The eight-year conflict in North-East Nigeria has created a deepening humanitarian crisis. Boko Haram violence and military operations continue to affect millions of people, and some 8.5 million people need urgent assistance in the worst-affected Borno, Adamawa and Yobe states. Almost 1.9 million people, of which more than half are children, have been forced to flee their homes.
 
In 2017, over 70 humanitarian organizations plan to assist 6.9 million people with nutrition, food, shelter, health, education, protection and water and sanitation support. Assistance will include early recovery and livelihood interventions to help people out of crisis and back on the path to development. Public partners, relief organizations and other key stakeholders involved in the humanitarian response in Nigeria, collectively expressed support for the establishment of the NHF as a strategic and vital tool to deliver the most urgent humanitarian relief.
 
In February 2017, the United Nations Under-Secretary-General for Humanitarian Affairs and Emergency Relief Coordinator launched the NHF – a Country-based Pooled Fund (CBPF) managed by the UN Office for the Coordination of Humanitarian (OCHA) – in support of life-saving humanitarian and recovery operations in Nigeria.

An investment in humanity

The NHF provides an opportunity for donors to pool their contributions to deliver a stronger collective response. It will help in-country relief organizations to reach the most vulnerable people and ensure maximum impact of limited resources:
 
  • the NHF is inclusive and promotes partnerships: Funds are directly available to a wide range of relief partners. This includes international, national and local non-governmental organizations (NGOs), UN Agencies and Red Cross/Red Crescent Organizations.
  • the NHF is timely and flexible: It supports the delivery of an agile response in a fluid emergency.
  • the NHF is efficient and accountable: It minimizes transaction costs and provides transparency and accountability. Recipient organizations are thoroughly evaluated and relief projects are monitored with regular reporting on achievements.

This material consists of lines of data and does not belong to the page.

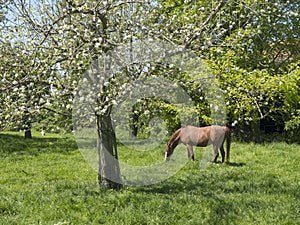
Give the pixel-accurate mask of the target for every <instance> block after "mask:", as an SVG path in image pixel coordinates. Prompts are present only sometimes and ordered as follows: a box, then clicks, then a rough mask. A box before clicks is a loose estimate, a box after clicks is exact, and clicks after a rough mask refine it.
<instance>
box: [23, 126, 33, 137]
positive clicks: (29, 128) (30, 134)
mask: <svg viewBox="0 0 300 225" xmlns="http://www.w3.org/2000/svg"><path fill="white" fill-rule="evenodd" d="M24 136H25V139H30V138H32V134H31V130H30V128H28V129H26V130H25V135H24Z"/></svg>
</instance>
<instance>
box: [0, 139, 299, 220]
mask: <svg viewBox="0 0 300 225" xmlns="http://www.w3.org/2000/svg"><path fill="white" fill-rule="evenodd" d="M34 137H35V138H33V139H32V140H24V138H23V137H22V136H21V135H19V134H17V133H1V134H0V157H1V162H0V167H1V178H0V191H1V196H0V215H1V216H0V223H1V224H5V225H6V224H24V225H26V224H38V223H41V224H49V225H50V224H51V225H53V224H266V225H267V224H299V222H300V220H299V217H298V215H299V213H300V211H299V208H300V207H299V206H300V202H299V199H300V196H299V188H300V187H299V163H298V162H299V160H300V155H299V152H300V149H299V146H298V145H288V144H285V143H269V144H262V145H255V144H240V143H236V142H234V143H233V144H232V154H231V156H232V157H231V161H232V163H231V164H224V165H221V164H209V165H208V166H207V167H206V168H205V169H203V167H200V165H201V164H200V163H201V159H202V155H203V154H204V153H203V152H204V149H203V148H197V149H196V150H195V156H196V160H197V161H196V163H191V162H187V164H186V166H185V167H184V168H182V169H181V170H180V171H179V172H178V173H177V174H176V175H175V176H174V177H171V178H169V179H168V180H165V181H163V182H161V183H159V184H155V185H152V186H146V187H126V188H125V189H123V190H121V191H118V192H116V191H101V190H99V187H98V185H97V173H96V172H95V171H93V170H92V169H91V168H90V167H89V166H88V164H87V163H86V161H85V160H84V159H83V157H82V155H81V153H80V152H79V151H78V150H77V148H76V143H75V141H74V139H73V138H72V136H69V135H67V136H63V137H61V136H59V135H51V136H45V137H41V136H40V135H39V134H38V133H35V134H34ZM126 151H127V150H126V148H123V147H121V146H120V148H119V152H120V160H131V162H132V163H136V164H138V165H141V164H142V163H141V158H140V155H139V152H137V154H130V155H128V154H127V153H128V152H126ZM208 151H212V149H211V148H209V150H208ZM155 152H157V154H156V155H152V154H151V153H145V154H144V157H143V159H142V161H144V162H147V163H151V162H155V161H156V160H163V147H162V146H161V147H159V148H157V149H155ZM174 154H176V150H175V152H174ZM201 168H202V169H201ZM162 173H163V171H162ZM28 215H30V216H28Z"/></svg>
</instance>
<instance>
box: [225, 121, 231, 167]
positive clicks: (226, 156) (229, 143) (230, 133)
mask: <svg viewBox="0 0 300 225" xmlns="http://www.w3.org/2000/svg"><path fill="white" fill-rule="evenodd" d="M225 138H226V162H229V159H230V144H231V129H230V128H229V127H226V130H225Z"/></svg>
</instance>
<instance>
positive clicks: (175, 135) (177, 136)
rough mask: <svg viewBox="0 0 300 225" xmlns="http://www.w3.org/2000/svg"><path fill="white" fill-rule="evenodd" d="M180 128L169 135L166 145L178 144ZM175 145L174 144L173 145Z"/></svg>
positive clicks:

Coordinated, timely allocations

Under the leadership of the Humanitarian Coordinator (HC) in Nigeria, the NHF will boost the response with direct allocations to frontline responders for activities prioritized within the programmatic framework of the Nigeria Humanitarian Response Plan (HRP). This ensures that funding is available and prioritized at the local level by those closest to people in need.
 
The HC is supported by the Humanitarian Country Team and the NHF Advisory Board. The advisory board includes representatives of donors, national and international NGOs and UN agencies to ensure decisions reflect the views across the humanitarian community.
 
Operational support is provided by OCHA’s Humanitarian Financing Unit based in Maiduguri in Nigeria’s northeast. This set-up ensures that the NHF is managed from the epicentre of the crisis with allocation processes and monitoring close to operational partners and their projects, while maintaining a close link to strategic decision-making in the capital, Abuja. OCHA’s wider coordination activities on the ground (including needs assessments and common humanitarian planning) also help to ensure effective use of NHF funds.
 
Like all CBPFs, the NHF is designed to complement other humanitarian funding sources, such as bilateral funding and the Central Emergency Response Fund.

About CBPFs

There are currently 18 active CBPFs globally. In 2016, they allocated more than $720 million to enable humanitarian partners to deliver lifesaving assistance to millions of people affected by natural disasters and armed conflicts. Following the 2016 World Humanitarian Summit, the UN Secretary-General stressed the critical role of CBPFs, and called on donors to increase the proportion of HRP funding channelled through CBPFs to 15 per cent by 2018. This would translate to close to $2 billion annually.